As Twilight Falls
Page 70
“How long have you been here?”
“I came to California just days after Marshall struck it rich at Sutter’s Mill.”
“Really? Wow. What was it like?”
“Those were wild times. In the beginning, you could pick nuggets up off the ground. I made a good part of my fortune then. I scoured the streams and riverbeds at night while the miners were asleep. I still have the first gold nugget I found.”
“That’s amazing.” It explained a lot, she mused. Like how he could drive such an expensive car, and how he could afford to maintain a whole town and feed everyone in it.
“It was a great time to be a vampire. During the seven years of the strike, over three hundred thousand people flocked to California. As news of the strike spread, people came from all over the world—Hawaii, Australia, Latin America, Europe, China. There was quite a mix,” he said, grinning with the memory. “Probably the best hunting ground I’ve ever known.”
“Thanks for sharing that.”
“Sorry.” She didn’t know the half of it, he thought. All those nationalities in one place, each with its own unique scent and taste. A real smorgasbord. No one in the States had really believed in vampires back then. Oh, there had been stories and myths carried from the Old Country, but few people truly believed.

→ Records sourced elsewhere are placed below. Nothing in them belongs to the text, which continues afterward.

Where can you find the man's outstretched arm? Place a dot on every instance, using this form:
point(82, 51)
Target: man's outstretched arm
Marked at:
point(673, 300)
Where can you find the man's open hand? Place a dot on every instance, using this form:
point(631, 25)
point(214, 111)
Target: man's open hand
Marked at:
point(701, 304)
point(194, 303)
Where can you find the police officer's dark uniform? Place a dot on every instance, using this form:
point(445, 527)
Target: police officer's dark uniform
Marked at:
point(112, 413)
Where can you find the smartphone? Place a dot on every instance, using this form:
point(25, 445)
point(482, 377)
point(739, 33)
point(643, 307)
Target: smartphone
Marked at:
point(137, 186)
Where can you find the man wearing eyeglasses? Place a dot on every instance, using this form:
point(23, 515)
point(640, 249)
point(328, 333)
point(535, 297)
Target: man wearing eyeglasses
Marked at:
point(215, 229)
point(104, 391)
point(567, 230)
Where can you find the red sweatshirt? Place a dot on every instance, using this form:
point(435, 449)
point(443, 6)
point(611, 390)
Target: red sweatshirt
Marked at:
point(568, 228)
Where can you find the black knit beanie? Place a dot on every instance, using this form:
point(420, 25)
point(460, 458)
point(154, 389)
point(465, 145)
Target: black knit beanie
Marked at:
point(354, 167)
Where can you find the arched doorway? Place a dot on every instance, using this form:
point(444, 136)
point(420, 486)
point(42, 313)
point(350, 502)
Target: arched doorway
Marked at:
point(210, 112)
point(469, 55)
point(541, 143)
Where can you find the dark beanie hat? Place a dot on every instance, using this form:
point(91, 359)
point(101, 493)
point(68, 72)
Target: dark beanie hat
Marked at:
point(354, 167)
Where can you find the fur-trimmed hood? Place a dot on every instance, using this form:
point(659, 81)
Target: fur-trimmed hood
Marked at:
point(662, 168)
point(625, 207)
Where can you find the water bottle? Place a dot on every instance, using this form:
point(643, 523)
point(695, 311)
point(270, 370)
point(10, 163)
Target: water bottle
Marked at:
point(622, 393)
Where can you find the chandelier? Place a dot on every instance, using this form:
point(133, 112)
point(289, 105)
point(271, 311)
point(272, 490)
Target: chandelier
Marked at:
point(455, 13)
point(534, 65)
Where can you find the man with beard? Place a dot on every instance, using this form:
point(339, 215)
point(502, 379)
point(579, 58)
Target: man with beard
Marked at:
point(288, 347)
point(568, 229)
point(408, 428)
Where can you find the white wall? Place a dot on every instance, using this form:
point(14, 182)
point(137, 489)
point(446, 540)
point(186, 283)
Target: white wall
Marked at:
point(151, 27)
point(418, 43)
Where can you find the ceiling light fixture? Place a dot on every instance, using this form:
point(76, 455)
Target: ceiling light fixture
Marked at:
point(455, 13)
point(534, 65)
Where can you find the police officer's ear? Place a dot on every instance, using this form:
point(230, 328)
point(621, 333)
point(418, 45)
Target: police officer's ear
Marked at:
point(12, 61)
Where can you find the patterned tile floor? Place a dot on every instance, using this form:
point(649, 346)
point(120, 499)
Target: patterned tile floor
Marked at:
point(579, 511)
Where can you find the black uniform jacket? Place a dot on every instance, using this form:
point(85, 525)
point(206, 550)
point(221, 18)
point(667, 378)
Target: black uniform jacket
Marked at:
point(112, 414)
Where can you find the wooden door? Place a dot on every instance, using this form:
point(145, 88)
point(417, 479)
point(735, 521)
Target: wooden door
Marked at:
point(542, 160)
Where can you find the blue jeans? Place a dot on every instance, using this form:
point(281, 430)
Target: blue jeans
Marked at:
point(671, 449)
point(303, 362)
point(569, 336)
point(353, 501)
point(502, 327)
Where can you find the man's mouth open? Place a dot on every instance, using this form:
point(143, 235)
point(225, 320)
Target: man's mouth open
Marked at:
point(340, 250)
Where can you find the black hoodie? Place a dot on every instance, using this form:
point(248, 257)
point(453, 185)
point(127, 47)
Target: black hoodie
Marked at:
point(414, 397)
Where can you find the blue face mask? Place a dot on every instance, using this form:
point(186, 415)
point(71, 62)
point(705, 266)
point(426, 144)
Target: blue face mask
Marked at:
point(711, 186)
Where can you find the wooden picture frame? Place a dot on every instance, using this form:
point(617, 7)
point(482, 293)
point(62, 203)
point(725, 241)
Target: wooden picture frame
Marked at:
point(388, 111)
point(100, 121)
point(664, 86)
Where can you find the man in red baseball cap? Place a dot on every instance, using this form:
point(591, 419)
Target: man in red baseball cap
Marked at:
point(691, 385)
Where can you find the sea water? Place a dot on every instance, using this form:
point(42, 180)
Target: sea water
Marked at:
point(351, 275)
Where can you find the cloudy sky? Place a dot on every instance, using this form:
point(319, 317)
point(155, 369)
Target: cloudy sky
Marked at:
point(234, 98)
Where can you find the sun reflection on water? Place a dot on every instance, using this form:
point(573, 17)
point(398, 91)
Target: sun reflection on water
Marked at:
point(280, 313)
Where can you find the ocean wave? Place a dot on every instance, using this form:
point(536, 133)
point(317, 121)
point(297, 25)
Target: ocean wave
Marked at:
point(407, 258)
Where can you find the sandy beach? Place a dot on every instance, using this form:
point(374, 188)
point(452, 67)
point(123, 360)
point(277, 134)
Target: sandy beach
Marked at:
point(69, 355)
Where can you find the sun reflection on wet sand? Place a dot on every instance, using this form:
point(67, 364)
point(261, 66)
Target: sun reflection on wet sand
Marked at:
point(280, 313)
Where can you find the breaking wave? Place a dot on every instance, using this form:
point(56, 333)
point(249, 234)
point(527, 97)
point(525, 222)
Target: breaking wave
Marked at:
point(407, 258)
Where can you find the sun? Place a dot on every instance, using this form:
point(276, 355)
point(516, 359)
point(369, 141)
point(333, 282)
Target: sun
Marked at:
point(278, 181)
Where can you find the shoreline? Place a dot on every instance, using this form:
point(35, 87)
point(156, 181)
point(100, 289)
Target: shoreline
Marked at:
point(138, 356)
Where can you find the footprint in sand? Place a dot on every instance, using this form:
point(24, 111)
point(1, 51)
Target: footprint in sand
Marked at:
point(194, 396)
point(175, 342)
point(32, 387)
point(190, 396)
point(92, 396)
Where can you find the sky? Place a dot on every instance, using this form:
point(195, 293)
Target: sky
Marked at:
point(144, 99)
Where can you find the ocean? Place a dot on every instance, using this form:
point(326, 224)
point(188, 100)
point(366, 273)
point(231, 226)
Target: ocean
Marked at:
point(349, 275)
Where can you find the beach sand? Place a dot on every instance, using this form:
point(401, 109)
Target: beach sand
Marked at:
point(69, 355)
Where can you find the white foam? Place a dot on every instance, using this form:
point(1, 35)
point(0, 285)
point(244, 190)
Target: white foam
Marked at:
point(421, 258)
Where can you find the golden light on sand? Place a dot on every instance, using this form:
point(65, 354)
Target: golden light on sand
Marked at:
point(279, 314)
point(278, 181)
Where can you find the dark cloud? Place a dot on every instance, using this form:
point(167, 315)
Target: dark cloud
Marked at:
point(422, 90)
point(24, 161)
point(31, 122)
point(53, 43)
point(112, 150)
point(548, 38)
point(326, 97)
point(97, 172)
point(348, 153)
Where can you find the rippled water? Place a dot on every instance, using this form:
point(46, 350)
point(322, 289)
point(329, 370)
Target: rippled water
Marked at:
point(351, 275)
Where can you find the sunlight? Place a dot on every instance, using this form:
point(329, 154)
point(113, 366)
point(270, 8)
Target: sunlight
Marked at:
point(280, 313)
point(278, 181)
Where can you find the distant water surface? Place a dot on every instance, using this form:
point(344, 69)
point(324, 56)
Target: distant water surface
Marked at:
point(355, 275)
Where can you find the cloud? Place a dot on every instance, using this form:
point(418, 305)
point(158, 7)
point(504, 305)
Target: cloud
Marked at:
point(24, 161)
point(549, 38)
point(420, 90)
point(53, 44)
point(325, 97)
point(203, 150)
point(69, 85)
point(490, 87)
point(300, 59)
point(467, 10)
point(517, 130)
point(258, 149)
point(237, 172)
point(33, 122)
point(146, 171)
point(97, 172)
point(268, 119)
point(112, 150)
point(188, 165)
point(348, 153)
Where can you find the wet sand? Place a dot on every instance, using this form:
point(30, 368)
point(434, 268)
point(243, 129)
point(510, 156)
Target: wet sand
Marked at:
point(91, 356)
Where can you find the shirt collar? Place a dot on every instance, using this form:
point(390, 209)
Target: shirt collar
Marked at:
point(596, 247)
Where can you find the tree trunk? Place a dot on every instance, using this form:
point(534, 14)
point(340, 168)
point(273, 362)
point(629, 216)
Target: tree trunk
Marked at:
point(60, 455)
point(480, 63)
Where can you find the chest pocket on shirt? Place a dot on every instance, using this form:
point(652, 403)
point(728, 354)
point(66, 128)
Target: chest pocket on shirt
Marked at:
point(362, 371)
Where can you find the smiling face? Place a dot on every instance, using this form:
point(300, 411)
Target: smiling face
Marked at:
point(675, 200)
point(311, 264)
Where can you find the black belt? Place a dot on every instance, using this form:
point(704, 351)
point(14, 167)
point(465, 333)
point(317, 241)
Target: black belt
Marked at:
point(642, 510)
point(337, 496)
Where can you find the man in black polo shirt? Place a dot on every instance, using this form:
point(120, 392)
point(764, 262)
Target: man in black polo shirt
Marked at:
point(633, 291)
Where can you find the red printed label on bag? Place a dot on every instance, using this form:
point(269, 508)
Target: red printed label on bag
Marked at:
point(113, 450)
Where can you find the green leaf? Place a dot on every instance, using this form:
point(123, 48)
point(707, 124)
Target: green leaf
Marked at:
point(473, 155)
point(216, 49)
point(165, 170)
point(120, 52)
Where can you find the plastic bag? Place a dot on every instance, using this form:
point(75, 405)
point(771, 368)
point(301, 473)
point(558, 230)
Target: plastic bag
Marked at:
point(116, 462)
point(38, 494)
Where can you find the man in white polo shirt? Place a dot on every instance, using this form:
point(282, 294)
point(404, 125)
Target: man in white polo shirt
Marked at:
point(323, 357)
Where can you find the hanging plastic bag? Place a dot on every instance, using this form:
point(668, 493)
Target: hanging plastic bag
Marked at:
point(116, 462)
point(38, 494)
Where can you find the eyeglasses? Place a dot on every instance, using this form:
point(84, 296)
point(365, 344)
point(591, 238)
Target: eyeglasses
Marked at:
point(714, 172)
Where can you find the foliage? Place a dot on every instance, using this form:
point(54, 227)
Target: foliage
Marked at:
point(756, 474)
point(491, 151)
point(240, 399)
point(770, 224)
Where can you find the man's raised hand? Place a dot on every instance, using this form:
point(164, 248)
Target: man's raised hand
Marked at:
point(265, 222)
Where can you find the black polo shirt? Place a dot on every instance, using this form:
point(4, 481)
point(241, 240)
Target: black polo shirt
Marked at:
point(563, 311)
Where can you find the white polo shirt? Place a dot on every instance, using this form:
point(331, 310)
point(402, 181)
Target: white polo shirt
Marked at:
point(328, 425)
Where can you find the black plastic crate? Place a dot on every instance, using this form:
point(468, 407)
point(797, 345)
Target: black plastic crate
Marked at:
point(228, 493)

Unfortunately for his kind, that had changed over the years. He feared it was only a matter of time before some idiot snapped a picture of one of his kind draining some unfortunate mortal and posted it on YouTube. The crap would surely hit the fan. Before digital cameras, it had been impossible to photograph vampires, but thanks to new technology, that was no longer the case. If the day ever came when the government got involved and started posting bounties on their heads, there’d be no place to hide.
Feeling the weight of Kadie’s gaze, he shook off his morbid thoughts. “How soon can you be ready to leave?” It had been a long time since he’d been back to England and he had a sudden longing to see the Hodder Valley in Lancashire, to show Kadie the view from Hadrian’s Wall in Northumberland, to stroll the streets of Liverpool and London, to visit the castle in Durham, a fortress so impregnable that the city was one of the few places that had never been captured by the Scots.
“Give me a day to pack and I’ll be ready to go. Are the plane tickets still good?”
“What tickets?”
“We’re going by boat?”
Saintcrow laughed softly. “Boats and planes are too slow, Kadie, my love.”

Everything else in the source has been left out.